Não esqueçamos que, presentemente, somos monitorados. Sabem onde comemos, o que compramos e o que pensamos. Direcionam, então, suas tenazes forças para que cheguem até nós os padrões que pretendem impor.

A tecnologia veio para auxiliar, para ajudar, para agilizar. No momento, até os drones, tão úteis nas emergências, estão servindo, infelizmente, para os traficantes monitorarem o deslocamento da Polícia ou, até mesmo, para entregarem celulares em presídios.

Mas voltando às redes...

Deveriam, tão somente, nos informar do que está acontecendo. A nós caberia refletir sobre o que nos é repassado, pois deveríamos ter a capacidade de análise sobre o assunto abordado, independentemente da posição assumida pelas poderosas redes.

Para tanto, far-se-ia necessário que tivéssemos uma educação mais aprimorada, que nos possibilitasse melhor avaliar os vários sentidos que uma palavra pode conter num texto, bem como o que pode gerar de dúvida, questionamento e confusão no entendimento de quem a lê ou a ouve.

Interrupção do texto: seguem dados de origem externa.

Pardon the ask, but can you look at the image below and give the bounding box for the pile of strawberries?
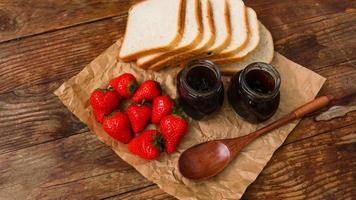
[90,73,189,160]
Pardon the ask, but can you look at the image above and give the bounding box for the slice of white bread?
[187,0,215,55]
[219,22,274,75]
[204,0,231,56]
[136,0,203,69]
[211,0,248,58]
[119,0,185,62]
[213,7,260,64]
[146,0,215,71]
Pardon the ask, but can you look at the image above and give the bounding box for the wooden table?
[0,0,355,199]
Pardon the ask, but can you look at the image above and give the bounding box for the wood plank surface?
[0,79,87,155]
[105,185,176,200]
[0,132,145,200]
[0,0,355,199]
[243,125,356,200]
[0,15,126,94]
[0,0,131,43]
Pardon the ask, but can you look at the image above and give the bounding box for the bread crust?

Caberia aqui, quem sabe, a frase, que segue abaixo, atribuída ao reconhecido escritor Monteiro Lobato:

Quem mal lê, mal ouve, mal fala, mal vê.

Verdades ou Inverdades?

Não há dúvida de que estamos sendo guiados, sem nos apercebermos, para um futuro imprevisível.

O significado de uma entrevista ou de um texto escrito devem, ambos, ser analisados sob todos os ângulos possíveis.

Caso contrário, sem análise, o viver cotidiano tornar-se-á uma aventura por demais imprevisível. E por ser tão imprevisível e desconhecido seu resultado, tais redes, e não mais aquela da varanda de Aninha, poderão nos abraçar com tal força subliminar, dificultando a nossa autossobrevivência emocional, bem como a visão racional do nosso papel como indivíduos partícipes dentro de uma sociedade.

E, com certeza, não estará presente um avô para nos socorrer. Nem seria suficiente.